In 1984… The lovely woman child Kaa was mercilessly chained to the cruel post of the warrior chief Beast, with his barbarous tribe now stacking wood at her nubile feet, when the strong clear voice of the poetic and heroic Handsome roared, ‘Flick your bic. Crisp that chick and you will feel my steel through your last meal.’
I feel there lurks the next Arnold Schwarzenegger epic.
But my own favourite appeared in the historical romance section: As she fell face down in the black muck of the mud wrestling pit, her sweaty, three hundred pound opponent muttering curses in Latin, Sister Marie thought, ‘There is no doubt about it. The Pope has betrayed us.’

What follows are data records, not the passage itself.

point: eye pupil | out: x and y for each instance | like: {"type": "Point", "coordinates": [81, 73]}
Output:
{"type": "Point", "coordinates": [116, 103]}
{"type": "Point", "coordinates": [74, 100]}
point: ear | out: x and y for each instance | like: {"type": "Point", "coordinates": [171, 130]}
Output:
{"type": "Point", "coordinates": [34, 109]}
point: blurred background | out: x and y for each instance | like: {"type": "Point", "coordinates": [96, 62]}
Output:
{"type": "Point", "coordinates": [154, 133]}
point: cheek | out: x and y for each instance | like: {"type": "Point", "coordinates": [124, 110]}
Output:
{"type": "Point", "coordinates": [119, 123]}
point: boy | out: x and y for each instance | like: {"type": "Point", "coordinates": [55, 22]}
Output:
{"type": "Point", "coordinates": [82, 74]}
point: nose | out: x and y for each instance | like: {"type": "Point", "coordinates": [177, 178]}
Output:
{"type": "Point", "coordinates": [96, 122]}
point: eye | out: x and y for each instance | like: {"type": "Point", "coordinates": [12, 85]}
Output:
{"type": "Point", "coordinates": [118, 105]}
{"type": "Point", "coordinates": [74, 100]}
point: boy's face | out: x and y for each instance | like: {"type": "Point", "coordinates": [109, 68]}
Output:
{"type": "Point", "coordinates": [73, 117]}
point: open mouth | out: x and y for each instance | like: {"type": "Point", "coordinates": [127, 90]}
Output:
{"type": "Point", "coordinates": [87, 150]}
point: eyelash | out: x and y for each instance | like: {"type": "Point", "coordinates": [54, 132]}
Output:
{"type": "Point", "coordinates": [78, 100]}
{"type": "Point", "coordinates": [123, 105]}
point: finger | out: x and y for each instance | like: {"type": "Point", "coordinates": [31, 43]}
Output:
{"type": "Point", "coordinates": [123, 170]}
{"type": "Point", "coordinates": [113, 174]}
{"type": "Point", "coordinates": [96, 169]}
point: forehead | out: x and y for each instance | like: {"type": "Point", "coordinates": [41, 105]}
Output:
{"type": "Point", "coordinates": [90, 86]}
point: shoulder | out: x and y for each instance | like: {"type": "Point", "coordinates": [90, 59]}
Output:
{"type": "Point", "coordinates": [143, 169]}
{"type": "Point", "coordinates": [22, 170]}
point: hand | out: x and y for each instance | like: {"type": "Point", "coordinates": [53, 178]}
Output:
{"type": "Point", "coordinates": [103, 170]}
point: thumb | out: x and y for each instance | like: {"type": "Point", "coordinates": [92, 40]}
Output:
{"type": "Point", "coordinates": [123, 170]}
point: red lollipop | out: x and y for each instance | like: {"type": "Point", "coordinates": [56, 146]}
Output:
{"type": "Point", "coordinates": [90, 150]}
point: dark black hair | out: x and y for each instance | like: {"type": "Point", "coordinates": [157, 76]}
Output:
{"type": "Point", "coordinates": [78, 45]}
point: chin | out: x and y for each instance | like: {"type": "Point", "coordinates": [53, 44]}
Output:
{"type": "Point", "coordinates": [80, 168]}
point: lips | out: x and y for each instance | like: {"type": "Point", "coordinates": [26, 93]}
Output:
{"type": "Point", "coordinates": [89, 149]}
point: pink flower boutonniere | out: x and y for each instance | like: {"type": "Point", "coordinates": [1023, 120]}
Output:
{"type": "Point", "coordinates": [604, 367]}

Contemporary romance: During an exuberant rainfall a languid bottle of salad dressing sat passively on a Formica counter top as her lips crushed satisfactorily against the velour upper railing of his moustache.
Even steamier… As she writhed and moaned ‘No,no,no’ he was writhing too and moaning ‘Yeth, yeth, yeth.’
Even steamier than that: Casting an eye over his shoulder he threw her bodily on the bed, ripping her clothes off with one hand, fumbling with the other at his jammed zip, their panting breaths coming as one impassioned sibilance; their ardour dampened only by her spiked heel puncturing the water bed and their bodies cascading round the room immersed in 200 gallons of water.
Biography: Let me tell you how luck, hard work and the love of a good woman brought Roc Sledge from obscurity to the job of chief salesperson in Peoria’s third largest shoe store.
Detective novel: There are things a good detective can feel in his bones and Dillon Shane knew that Josephine Kimberley Collingworth did not drown in her sleep on New Years Eve.
Drama: Heatheton stood menacingly at the very edge of the dark rampart, his formidable apelike figure starkly outlined against the nasty void by a sudden crack of lightning and amid the horrid din of growing thunder and precipitous downpour, shouted up at Emily who hung limply in the belfry, her head almost severed by the hangman’s noose: ‘I say woman, does this mean supper will be late again?’
So that is how it is done. Any questions? No? Well off you go...
Only six thousand more, and riches await.